Review: ‘Onward’ takes viewers on enchanting journey

Pixar, Disney’s newest addition finds success in unexpected places


Courtesy of Pixar and Disney.

Disney and Pixar joined forces to create the newest animated childrens’ movie, “Onward,” which hit theaters on Friday, March 6. The film centers around two elf brothers, Ian Lightfoot (Tom Holland) and Barley Lightfoot (Chris Pratt), as they go on a journey to bring their dad back from the dead for a day. The plotline was filled with magic and joy, bringing light to viewers’ hearts.

At the start of “Onward,” Ian falls into the stereotype of an awkward, shy high schooler desperately trying to make friends. As the film progresses, Ian learns of his strengths and becomes confident in himself. Though this is typical of a coming-of-age plot, Ian’s personal journey toward improvement is portrayed beautifully. His conversations with Barley progress from strained and tense to loving and supportive, showing how both characters developed to work well together as a result of their shared adventure.

The plot of the movie was cliché, yet done well. This was made possible by the cheesy humor and intriguing characters keeping the film interesting. The silly moments kept the audience in good spirits for the entire hour and 40 minutes. Moments of tension where the characters’ abilities were put to the test kept viewers on the edge of their seats and invested in the stakes of the movie. The warm, tender moments are where “Onward” truly shines, bringing viewers to tears by pulling at their heartstrings.

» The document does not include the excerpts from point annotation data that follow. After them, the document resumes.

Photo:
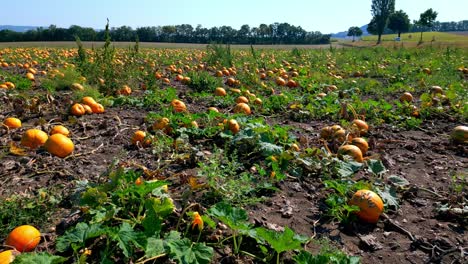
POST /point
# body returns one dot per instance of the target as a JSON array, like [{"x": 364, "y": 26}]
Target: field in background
[{"x": 161, "y": 45}]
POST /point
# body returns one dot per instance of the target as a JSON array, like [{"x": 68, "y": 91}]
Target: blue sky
[{"x": 327, "y": 16}]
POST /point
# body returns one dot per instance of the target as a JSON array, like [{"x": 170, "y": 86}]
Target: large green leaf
[
  {"x": 235, "y": 218},
  {"x": 154, "y": 247},
  {"x": 77, "y": 236},
  {"x": 125, "y": 237},
  {"x": 187, "y": 252},
  {"x": 38, "y": 258},
  {"x": 281, "y": 242}
]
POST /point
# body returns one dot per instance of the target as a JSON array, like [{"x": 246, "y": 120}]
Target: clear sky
[{"x": 327, "y": 16}]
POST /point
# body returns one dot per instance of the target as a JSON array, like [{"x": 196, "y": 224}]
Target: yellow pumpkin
[
  {"x": 34, "y": 138},
  {"x": 370, "y": 204},
  {"x": 12, "y": 122},
  {"x": 59, "y": 145}
]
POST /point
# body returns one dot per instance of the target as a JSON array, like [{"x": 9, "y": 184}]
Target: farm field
[{"x": 217, "y": 154}]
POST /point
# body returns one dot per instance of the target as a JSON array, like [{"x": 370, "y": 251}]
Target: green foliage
[
  {"x": 18, "y": 210},
  {"x": 202, "y": 81},
  {"x": 219, "y": 55}
]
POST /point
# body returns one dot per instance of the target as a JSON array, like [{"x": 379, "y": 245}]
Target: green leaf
[
  {"x": 154, "y": 247},
  {"x": 376, "y": 167},
  {"x": 186, "y": 252},
  {"x": 235, "y": 218},
  {"x": 335, "y": 257},
  {"x": 281, "y": 242},
  {"x": 348, "y": 168},
  {"x": 38, "y": 258},
  {"x": 125, "y": 237},
  {"x": 78, "y": 235},
  {"x": 269, "y": 149},
  {"x": 389, "y": 196}
]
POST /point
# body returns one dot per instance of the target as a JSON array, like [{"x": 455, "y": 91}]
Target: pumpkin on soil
[
  {"x": 406, "y": 97},
  {"x": 59, "y": 145},
  {"x": 352, "y": 151},
  {"x": 88, "y": 100},
  {"x": 178, "y": 106},
  {"x": 8, "y": 256},
  {"x": 361, "y": 144},
  {"x": 24, "y": 238},
  {"x": 34, "y": 138},
  {"x": 60, "y": 130},
  {"x": 97, "y": 108},
  {"x": 12, "y": 122},
  {"x": 77, "y": 110},
  {"x": 242, "y": 108},
  {"x": 370, "y": 205},
  {"x": 233, "y": 126},
  {"x": 460, "y": 134},
  {"x": 361, "y": 126}
]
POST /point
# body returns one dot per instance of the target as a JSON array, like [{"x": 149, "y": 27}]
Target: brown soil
[{"x": 424, "y": 157}]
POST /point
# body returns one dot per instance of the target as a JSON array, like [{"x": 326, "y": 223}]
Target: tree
[
  {"x": 381, "y": 10},
  {"x": 355, "y": 32},
  {"x": 399, "y": 22},
  {"x": 426, "y": 20}
]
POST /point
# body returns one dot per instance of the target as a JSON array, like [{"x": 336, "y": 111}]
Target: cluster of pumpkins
[
  {"x": 23, "y": 238},
  {"x": 58, "y": 143},
  {"x": 87, "y": 106}
]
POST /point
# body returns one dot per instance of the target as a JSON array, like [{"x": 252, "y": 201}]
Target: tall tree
[
  {"x": 426, "y": 20},
  {"x": 381, "y": 10},
  {"x": 399, "y": 22},
  {"x": 354, "y": 32}
]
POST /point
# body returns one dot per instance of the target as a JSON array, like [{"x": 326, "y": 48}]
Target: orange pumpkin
[
  {"x": 406, "y": 97},
  {"x": 178, "y": 106},
  {"x": 280, "y": 81},
  {"x": 77, "y": 86},
  {"x": 88, "y": 109},
  {"x": 88, "y": 100},
  {"x": 220, "y": 91},
  {"x": 242, "y": 108},
  {"x": 361, "y": 126},
  {"x": 370, "y": 204},
  {"x": 59, "y": 145},
  {"x": 77, "y": 110},
  {"x": 139, "y": 137},
  {"x": 60, "y": 130},
  {"x": 97, "y": 108},
  {"x": 352, "y": 151},
  {"x": 242, "y": 99},
  {"x": 8, "y": 256},
  {"x": 233, "y": 126},
  {"x": 12, "y": 122},
  {"x": 361, "y": 144},
  {"x": 24, "y": 238},
  {"x": 34, "y": 138}
]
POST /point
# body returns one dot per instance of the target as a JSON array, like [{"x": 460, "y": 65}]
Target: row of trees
[
  {"x": 384, "y": 16},
  {"x": 276, "y": 33}
]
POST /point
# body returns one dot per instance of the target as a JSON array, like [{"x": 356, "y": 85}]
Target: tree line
[{"x": 276, "y": 33}]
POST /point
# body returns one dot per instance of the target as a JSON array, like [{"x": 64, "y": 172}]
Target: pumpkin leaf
[
  {"x": 235, "y": 218},
  {"x": 39, "y": 258},
  {"x": 16, "y": 150},
  {"x": 187, "y": 252},
  {"x": 126, "y": 236},
  {"x": 154, "y": 247},
  {"x": 281, "y": 242},
  {"x": 77, "y": 236}
]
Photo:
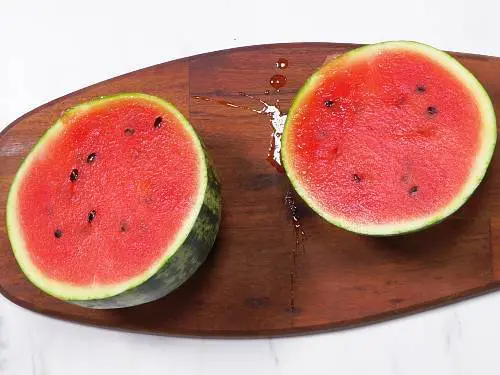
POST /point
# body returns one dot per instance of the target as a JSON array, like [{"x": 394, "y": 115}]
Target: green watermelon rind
[
  {"x": 182, "y": 258},
  {"x": 483, "y": 158}
]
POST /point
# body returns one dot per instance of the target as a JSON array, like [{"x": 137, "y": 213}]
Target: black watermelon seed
[
  {"x": 432, "y": 110},
  {"x": 91, "y": 157},
  {"x": 91, "y": 216},
  {"x": 74, "y": 175},
  {"x": 158, "y": 121}
]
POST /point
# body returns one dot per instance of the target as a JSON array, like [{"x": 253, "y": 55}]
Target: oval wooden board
[{"x": 245, "y": 288}]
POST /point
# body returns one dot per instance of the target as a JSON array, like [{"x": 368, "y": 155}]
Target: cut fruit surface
[
  {"x": 389, "y": 138},
  {"x": 116, "y": 205}
]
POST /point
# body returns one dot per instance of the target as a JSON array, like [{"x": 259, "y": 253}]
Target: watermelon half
[
  {"x": 116, "y": 205},
  {"x": 389, "y": 138}
]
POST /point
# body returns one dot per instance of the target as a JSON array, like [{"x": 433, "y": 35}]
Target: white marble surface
[{"x": 50, "y": 48}]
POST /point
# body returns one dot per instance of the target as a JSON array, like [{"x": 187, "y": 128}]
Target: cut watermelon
[
  {"x": 116, "y": 205},
  {"x": 389, "y": 138}
]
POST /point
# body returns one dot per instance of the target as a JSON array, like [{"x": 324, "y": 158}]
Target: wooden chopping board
[{"x": 257, "y": 281}]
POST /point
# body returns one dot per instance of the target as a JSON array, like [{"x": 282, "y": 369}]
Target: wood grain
[{"x": 245, "y": 288}]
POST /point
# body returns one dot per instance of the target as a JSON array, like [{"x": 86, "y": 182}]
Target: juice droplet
[
  {"x": 277, "y": 81},
  {"x": 282, "y": 63},
  {"x": 299, "y": 244},
  {"x": 277, "y": 124}
]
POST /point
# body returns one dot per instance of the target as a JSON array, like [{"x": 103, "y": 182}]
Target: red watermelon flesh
[
  {"x": 386, "y": 137},
  {"x": 140, "y": 197}
]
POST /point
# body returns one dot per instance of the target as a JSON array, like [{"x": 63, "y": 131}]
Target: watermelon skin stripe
[
  {"x": 183, "y": 263},
  {"x": 181, "y": 260}
]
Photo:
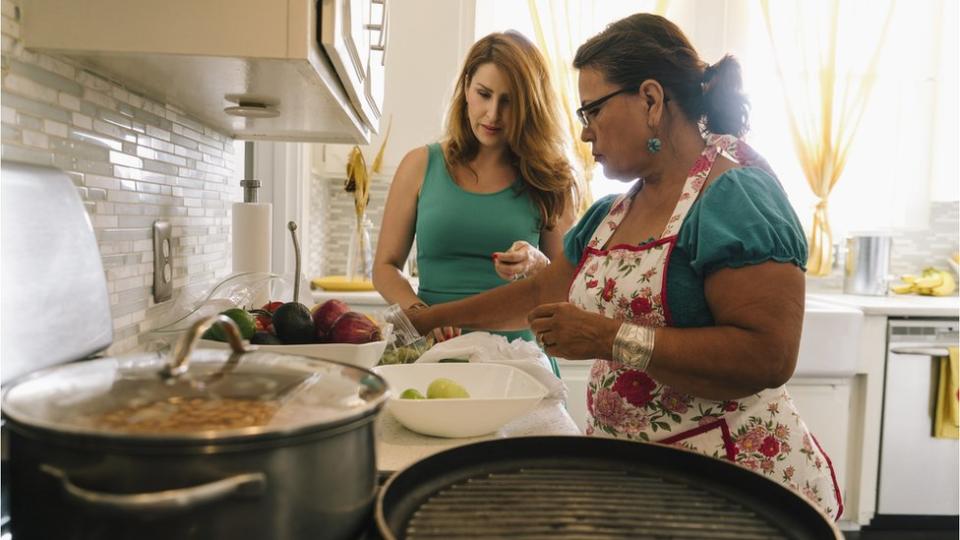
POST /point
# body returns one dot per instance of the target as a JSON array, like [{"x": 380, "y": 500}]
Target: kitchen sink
[{"x": 830, "y": 339}]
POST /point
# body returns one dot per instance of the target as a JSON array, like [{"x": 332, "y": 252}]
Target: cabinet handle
[{"x": 925, "y": 351}]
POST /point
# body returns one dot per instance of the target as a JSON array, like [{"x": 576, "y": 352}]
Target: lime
[
  {"x": 446, "y": 388},
  {"x": 411, "y": 393},
  {"x": 245, "y": 321}
]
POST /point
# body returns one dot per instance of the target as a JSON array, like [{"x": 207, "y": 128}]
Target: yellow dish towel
[{"x": 946, "y": 422}]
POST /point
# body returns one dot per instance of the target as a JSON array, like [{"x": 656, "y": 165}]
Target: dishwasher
[{"x": 918, "y": 476}]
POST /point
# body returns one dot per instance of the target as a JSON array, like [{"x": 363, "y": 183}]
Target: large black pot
[
  {"x": 589, "y": 487},
  {"x": 308, "y": 472}
]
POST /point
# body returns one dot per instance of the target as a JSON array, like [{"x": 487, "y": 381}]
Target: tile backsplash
[
  {"x": 911, "y": 251},
  {"x": 332, "y": 211},
  {"x": 134, "y": 161},
  {"x": 333, "y": 220}
]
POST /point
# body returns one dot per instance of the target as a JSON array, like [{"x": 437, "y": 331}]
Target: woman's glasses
[{"x": 589, "y": 110}]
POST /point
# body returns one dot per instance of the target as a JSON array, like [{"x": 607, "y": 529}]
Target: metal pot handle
[
  {"x": 161, "y": 501},
  {"x": 180, "y": 359}
]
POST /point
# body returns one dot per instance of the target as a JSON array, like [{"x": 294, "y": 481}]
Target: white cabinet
[
  {"x": 354, "y": 35},
  {"x": 576, "y": 374},
  {"x": 264, "y": 56}
]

The characters’ relationships also saw improvement in strength over the course of the plot. Both of the brothers developed stronger relationships with their mom, Laurel Lightfoot (Julia Louis-Dreyfus), by the end of the movie. The most amazing aspect of the relationships, though, was how the filmmakers were able to establish a strong relationship between Ian, Barley and their dad, Wilden Lightfoot (Kyle Bornheimer). Despite only existing from the waist down, Wilden is able to develop a presence in the movie, providing comic relief and heartfelt moments. Director Dan Scanlon was able to make the audience care about a character without giving him any lines; this is an incredible feat which deserves high praise.

The animation in “Onward” was stunningly smooth, which is expected of Pixar and Disney. The characters, though inhuman, had realistic proportions and were drawn well. This helped keep the audience engaged and made the movie more interesting. The vibrant colors and fluent movements did not disrupt the flow of the film at all, which viewers appreciated.

While “Onward” is strong as a movie itself, it is even stronger in its steps toward supporting the LGBT+ community. This film marks Disney’s first-ever explicitly named LGBT+ character, Officer Spector (Lena Waithe). The character explicitly mentions having a girlfriend in her only scene in the movie. While that small line may seem insignificant, it is a milestone for the community and the companies themselves.

Pixar and Disney found an incredible balance between silly and serious in “Onward.” The movie was able to keep viewers invested in the plot, despite it falling into several coming-of-age clichés. The audience was able to care about the characters and go on the journey with them. This earns “Onward” 4.5 out of 5 stars, with the only improvement available through choosing a more unique plotline.